Olhei para a senhora Belinatti que agora estava segurando uma taça de champanhe e ria sem parar em uma conversa animada com Helena. Observei Fernando mais uma vez. Ele havia me admitido na empresa, então logicamente conquistei meu desafio com excelência, não existia nada no mundo que me desse mais prazer que essa sensação que acumulava em meu peito. Ele havia me contratado!  Soltei o ar dos meus pulmões e sorri para o homem a minha frente, sentindo certo pesar em meu coração com a confirmação que ele teria.
— Não...  Nem que você dobre a proposta.
Um sorriso se estendeu em seus lábios, e Anton levantou a taça em um brinde, o imitei casualmente e tomei um gole do meu suco natural. Acabei observando pessoas que não via há mais de um ano, e com um “boa noite” me despedi e entrei no meio daquela multidão.
Conversei com tantas pessoas que não avistava desde a época em que o meu relacionamento com Guilherme não estava bem. Desde quando tudo acabou. Ninguém me perguntava sobre nosso rompimento, o que para mim era um alivio. Desde que rompemos nossa relação, segui pelo anonimato, e assim ninguém mais ouviu meu nome. E logicamente quase ninguém sabia sobre a minha gravidez, e sobre Guilherme ser pai de Beatriz. Não queria esse tipo de exposição para ela, e nem para mim.
  Quase sempre estava sorrindo, assuntos como os negócios eram muito presentes. Apesar de algumas pessoas ainda estarem curiosas em como andava a minha vida pessoal.  Sempre fui muito reservada e agora estava ainda mais, propositalmente segui pelo caminho profissional, e apenas contava do meu trabalho com Fernando.
Ainda não tinha assimilado que ele me dera o emprego, me sentia igualmente surpresa, mesmo depois de já ter passado um tempo dessa informação. Estava sorrindo de orelha, a orelha.
Depois de muitas apresentações e conversas, tinha a plena convicção de que meu chefe havia conseguido arrumar ainda mais clientes em potencial para a empresa, e também possíveis novos investidores. Apesar de Fenando ainda soar estritamente sério, e profissional, podia vislumbrar em seus olhos um quê de divertimento, hora por outra. Era tão bonito quando ás vezes sem ele perceber estava sorrindo de verdade, e isso para mim não tinha preço.
Deveria afastar essa sensação do meu peito, mas a realização em que me encontrava era exorbitante. Eu tinha conseguido aquele emprego! E por mérito próprio. Talvez se as coisas no meu primeiro dia de trabalho não tivessem se desenrolado com uma simples manutenção em um elevador, eu mal teria estado aqui hoje. Fernando realmente me deu uma ótima chance.

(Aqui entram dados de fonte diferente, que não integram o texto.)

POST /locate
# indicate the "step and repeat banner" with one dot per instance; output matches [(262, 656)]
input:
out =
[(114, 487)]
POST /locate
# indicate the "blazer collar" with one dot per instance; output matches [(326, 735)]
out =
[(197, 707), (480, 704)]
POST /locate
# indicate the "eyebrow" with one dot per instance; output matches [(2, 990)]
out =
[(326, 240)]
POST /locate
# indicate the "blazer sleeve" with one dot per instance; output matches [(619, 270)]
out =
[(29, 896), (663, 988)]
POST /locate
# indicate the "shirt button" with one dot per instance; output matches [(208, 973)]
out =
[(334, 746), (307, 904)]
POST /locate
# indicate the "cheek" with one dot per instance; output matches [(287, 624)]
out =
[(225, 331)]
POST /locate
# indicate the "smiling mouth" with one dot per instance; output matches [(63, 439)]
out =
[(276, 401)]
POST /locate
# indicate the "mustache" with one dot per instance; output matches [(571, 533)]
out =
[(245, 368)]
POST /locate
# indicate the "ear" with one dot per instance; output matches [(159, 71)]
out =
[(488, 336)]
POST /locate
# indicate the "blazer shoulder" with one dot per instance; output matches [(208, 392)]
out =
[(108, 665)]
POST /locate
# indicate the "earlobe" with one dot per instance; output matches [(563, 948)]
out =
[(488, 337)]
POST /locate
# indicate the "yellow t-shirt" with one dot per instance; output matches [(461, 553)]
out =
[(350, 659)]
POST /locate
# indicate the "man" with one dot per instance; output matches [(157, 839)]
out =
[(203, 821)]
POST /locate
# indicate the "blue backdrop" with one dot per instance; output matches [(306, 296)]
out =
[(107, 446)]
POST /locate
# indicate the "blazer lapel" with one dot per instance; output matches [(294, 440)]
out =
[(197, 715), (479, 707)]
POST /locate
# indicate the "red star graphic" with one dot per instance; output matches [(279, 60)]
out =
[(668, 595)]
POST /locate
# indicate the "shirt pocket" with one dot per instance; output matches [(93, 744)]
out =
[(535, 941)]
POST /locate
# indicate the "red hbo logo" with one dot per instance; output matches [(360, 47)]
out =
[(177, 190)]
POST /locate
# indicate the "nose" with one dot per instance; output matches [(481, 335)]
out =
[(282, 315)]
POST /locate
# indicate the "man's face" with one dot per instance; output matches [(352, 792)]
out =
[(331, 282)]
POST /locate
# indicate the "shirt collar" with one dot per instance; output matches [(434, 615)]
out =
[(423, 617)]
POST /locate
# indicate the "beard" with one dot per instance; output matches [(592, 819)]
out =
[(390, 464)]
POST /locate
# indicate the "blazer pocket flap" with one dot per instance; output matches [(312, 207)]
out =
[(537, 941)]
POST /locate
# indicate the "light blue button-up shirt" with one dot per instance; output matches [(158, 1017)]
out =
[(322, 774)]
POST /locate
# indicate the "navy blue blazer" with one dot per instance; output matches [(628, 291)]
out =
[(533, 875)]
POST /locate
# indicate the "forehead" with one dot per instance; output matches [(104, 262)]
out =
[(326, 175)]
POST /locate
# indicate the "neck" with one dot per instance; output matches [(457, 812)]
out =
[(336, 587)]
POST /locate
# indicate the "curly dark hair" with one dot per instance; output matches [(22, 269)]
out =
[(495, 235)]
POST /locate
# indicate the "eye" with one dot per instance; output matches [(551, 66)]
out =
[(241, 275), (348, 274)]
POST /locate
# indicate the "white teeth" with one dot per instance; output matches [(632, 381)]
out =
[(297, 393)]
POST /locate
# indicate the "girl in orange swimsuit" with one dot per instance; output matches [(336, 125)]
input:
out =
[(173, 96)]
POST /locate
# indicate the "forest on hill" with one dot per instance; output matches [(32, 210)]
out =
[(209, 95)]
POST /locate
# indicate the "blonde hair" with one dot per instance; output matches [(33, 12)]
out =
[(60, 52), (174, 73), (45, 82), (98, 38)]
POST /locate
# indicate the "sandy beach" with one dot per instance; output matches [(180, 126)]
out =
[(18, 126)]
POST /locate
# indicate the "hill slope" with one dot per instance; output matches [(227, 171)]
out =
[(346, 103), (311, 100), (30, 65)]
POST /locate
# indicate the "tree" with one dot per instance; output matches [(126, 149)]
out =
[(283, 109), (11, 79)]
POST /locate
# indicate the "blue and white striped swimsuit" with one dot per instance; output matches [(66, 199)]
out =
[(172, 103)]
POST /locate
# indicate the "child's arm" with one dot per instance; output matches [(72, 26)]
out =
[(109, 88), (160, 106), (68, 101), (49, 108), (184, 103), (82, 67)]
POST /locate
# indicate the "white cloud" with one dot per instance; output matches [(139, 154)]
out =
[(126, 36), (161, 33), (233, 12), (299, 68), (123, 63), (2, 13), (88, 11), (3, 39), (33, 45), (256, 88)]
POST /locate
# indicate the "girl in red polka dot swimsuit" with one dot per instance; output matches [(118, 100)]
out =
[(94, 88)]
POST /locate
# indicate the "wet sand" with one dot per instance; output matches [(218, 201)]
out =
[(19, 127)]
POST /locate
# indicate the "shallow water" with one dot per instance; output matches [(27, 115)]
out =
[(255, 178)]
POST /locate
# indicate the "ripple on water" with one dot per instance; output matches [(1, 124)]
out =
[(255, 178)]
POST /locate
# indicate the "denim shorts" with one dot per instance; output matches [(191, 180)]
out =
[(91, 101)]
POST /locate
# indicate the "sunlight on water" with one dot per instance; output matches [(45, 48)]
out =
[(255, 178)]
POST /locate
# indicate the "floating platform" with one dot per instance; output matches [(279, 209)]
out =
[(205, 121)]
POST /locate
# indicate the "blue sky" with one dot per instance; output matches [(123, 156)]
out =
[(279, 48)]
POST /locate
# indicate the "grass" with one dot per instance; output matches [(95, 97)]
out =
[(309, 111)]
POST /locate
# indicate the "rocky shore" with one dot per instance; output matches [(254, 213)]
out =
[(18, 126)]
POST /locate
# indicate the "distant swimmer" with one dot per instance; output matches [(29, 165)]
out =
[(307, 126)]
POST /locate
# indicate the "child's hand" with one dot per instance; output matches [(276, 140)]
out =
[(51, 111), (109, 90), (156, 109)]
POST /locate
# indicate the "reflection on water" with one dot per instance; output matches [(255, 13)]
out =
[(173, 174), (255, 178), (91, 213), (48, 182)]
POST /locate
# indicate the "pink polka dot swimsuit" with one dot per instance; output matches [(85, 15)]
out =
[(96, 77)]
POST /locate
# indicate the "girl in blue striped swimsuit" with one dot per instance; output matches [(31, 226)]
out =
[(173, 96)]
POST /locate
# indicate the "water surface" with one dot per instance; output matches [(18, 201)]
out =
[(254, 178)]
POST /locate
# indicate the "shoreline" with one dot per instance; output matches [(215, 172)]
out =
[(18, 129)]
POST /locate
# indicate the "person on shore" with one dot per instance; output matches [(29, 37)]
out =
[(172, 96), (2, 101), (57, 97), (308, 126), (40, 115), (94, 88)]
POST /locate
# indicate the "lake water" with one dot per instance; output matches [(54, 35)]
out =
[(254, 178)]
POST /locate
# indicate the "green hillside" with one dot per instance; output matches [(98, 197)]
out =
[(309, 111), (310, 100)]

  Estava saboreando meu suco quando senti o toque leve de uma mão em meu ombro. Virei-me instantaneamente e me deparei com Helena, à mãe do meu chefe, que sorria para mim largamente.
  — Estava me perguntando quando conseguiria trocar algumas palavras com você. — Seus braços me envolveram em um abraço materno que respondi com todo o afeto do mundo.
  — Oi Helena. — falei entusiasmada já me afastando de seu abraço. — fico feliz em vê-la, você estava conversando quando a vi, e não quis atrapalhar. Como estão as coisas?
    — Estão bem. — revelou alegremente.  — Fernando retornou para a casa, para minha total alegria.  Ethan ainda não deu noticias de quando vai desembarcar no Brasil, e tem seu casamento... Estou ficando louca.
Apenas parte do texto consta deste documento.